The impressive performance of large language models (LLMs) has attracted
considerable attention from the academic and industrial communities. Besides
how to construct and train LLMs, how to effectively evaluate and compare the
capacity of LLMs has also been well recognized as an important yet difficult
problem. Existing paradigms rely on either human annotators or model-based
evaluators to evaluate the performance of LLMs on different tasks. However,
these paradigms often suffer from high cost, low generalizability, and
inherited biases in practice, which make them incapable of supporting the
sustainable development of LLMs in long term. In order to address these issues,
inspired by the peer review systems widely used in academic publication
process, we propose a novel framework that can automatically evaluate LLMs
through a peer-review process. Specifically, for the evaluation of a specific
task, we first construct a small qualification exam to select "reviewers" from
a couple of powerful LLMs. Then, to actually evaluate the "submissions" written
by different candidate LLMs, i.e., the evaluatees, we use the reviewer LLMs to
rate or compare the submissions.
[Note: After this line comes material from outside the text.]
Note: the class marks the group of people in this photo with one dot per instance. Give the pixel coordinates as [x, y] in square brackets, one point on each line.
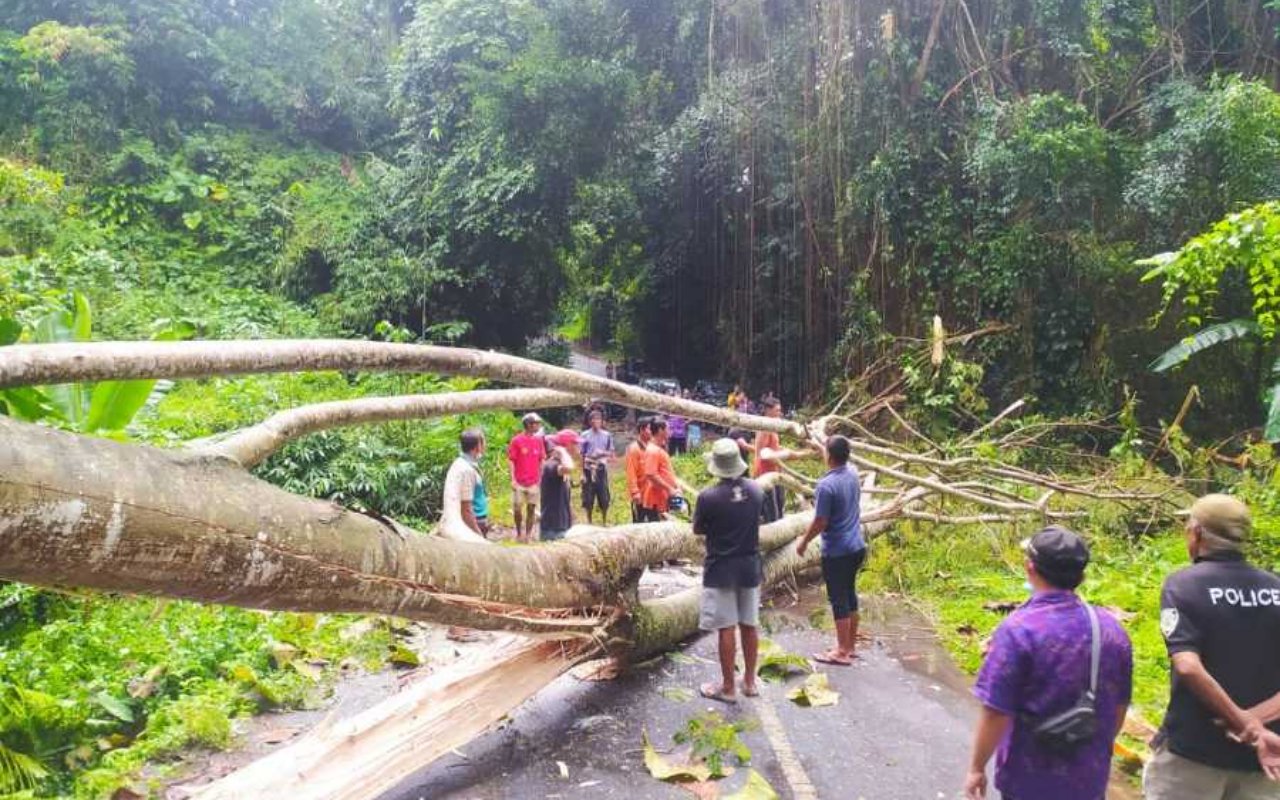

The final ranking of evaluatee LLMs is
generated based on the results provided by all reviewers. We conducted
extensive experiments on text summarization tasks with eleven LLMs including
GPT-4. The results demonstrate the existence of biasness when evaluating using
a single LLM. Also, our PRE model outperforms all the baselines, illustrating
the effectiveness of the peer review mechanism.

通过同行评审机制，我们提出了一种能够自动评估大型语言模型的新框架，用于解决评估成本高、泛化能力低以及评估中的偏见等问题。我们在文本摘要任务上进行了广泛实验，结果表明使用单一语言模型评估存在偏见，并证明了我们的同行评审机制的有效性。